We undertook a full review of the weekly didactic EMF teaching activities conducted throughout the academic year of 2016 -2017 and mapped these against the ACGME milestones.  Whilst mapping against the full curriculum would be potentially time-consuming, mapping against the 23 milestones would be much quicker. Hence, we studied the didactic teaching program to determine the mode of delivery, the depth and frequency of coverage of each milestone.

Results:

A total of 125 classroom teaching activities were delivered  throughout the academic year of 2016 -2017, conducted in the form of interactive lectures 28%(n=35), evidence based clinical topic reviews 19.2% (n=24), journal club 17.6% (n=22), simulation workshops 15.2% (n=19), simulation scenarios 9.6% (n=12), and flipped classrooms 9.6%(n=12).  Of these activities, 68% (n= 85) were delivered by the faculty and 32% (n= 40) by the fellows under supervision.

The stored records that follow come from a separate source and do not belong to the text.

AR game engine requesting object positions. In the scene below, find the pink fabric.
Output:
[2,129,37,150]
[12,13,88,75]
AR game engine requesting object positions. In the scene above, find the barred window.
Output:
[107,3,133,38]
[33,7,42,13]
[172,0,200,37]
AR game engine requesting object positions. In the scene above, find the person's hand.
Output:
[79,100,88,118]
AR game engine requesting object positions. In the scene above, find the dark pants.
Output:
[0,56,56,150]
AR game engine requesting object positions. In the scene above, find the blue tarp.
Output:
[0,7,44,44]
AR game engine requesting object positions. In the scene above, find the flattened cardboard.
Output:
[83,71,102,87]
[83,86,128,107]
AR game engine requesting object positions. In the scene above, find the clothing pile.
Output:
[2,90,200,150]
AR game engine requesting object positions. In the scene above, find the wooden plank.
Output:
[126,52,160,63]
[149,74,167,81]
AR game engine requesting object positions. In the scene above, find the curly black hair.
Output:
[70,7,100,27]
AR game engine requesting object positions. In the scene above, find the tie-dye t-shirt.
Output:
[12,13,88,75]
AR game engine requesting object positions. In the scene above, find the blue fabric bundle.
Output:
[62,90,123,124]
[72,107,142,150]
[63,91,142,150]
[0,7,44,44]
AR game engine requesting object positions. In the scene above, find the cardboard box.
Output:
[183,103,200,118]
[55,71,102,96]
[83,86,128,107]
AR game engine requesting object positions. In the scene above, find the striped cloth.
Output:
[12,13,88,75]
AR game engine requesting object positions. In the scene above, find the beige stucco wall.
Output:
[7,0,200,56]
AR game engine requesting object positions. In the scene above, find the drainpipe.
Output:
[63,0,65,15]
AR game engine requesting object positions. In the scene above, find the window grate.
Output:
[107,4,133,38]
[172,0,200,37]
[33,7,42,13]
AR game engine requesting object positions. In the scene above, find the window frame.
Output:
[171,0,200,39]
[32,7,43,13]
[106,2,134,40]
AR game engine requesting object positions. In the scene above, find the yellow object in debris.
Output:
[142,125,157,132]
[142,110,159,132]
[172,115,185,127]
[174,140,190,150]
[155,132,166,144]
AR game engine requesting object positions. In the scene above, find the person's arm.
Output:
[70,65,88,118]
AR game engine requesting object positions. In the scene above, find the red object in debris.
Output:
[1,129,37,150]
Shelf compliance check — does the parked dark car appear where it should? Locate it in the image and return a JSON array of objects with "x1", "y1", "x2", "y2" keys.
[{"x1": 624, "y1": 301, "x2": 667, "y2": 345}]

Frequency analysis showed that some milestones were more likely to be covered in detail than others.  For example, milestones on ‘focused history and examination’ was covered most often, followed by ‘emergency stabilization’ (n=29), ‘disposition’ (n=22), ‘diagnostic studies’ (n=20), ‘pharmacotherapy’ (n=18) and ‘system-based management’ (n=17). Other milestones that were less often visited were on ‘professional values’ (n=5), ‘wound management’ (n=4), ‘multi-tasking’, ‘anaesthesia’ and ‘technology’ (n=1).

Discussion:

Overall, the EMF didactic program clearly demonstrated the delivery of the 23 ACGME milestones. However, variance was noted; some milestones seemed to permeate the program while other specific milestones appeared to be dealt in a limited manner. As a result of the study, we have undertaken further revisions to the program to ensure certain milestones are visited more frequently in the next academic year. This project has also helped in identifying the milestones that are often challenging to be delivered in a classroom setting e.g. focused ultrasound, wound management and multitasking. These may be better achieved through workplace supervision in clinical areas, workplace-based projects and academic assignments such as quality improvement projects, morbidity and mortality meeting presentations and clinical research activities.

Conclusion:

The ACGME milestones appear to provide a comprehensive structure to measure the quality of an EMF didactic teaching program. A mapping exercise against the milestones may prove to be a short-cut quality improvement method for blueprinting the teaching activities against the curriculum.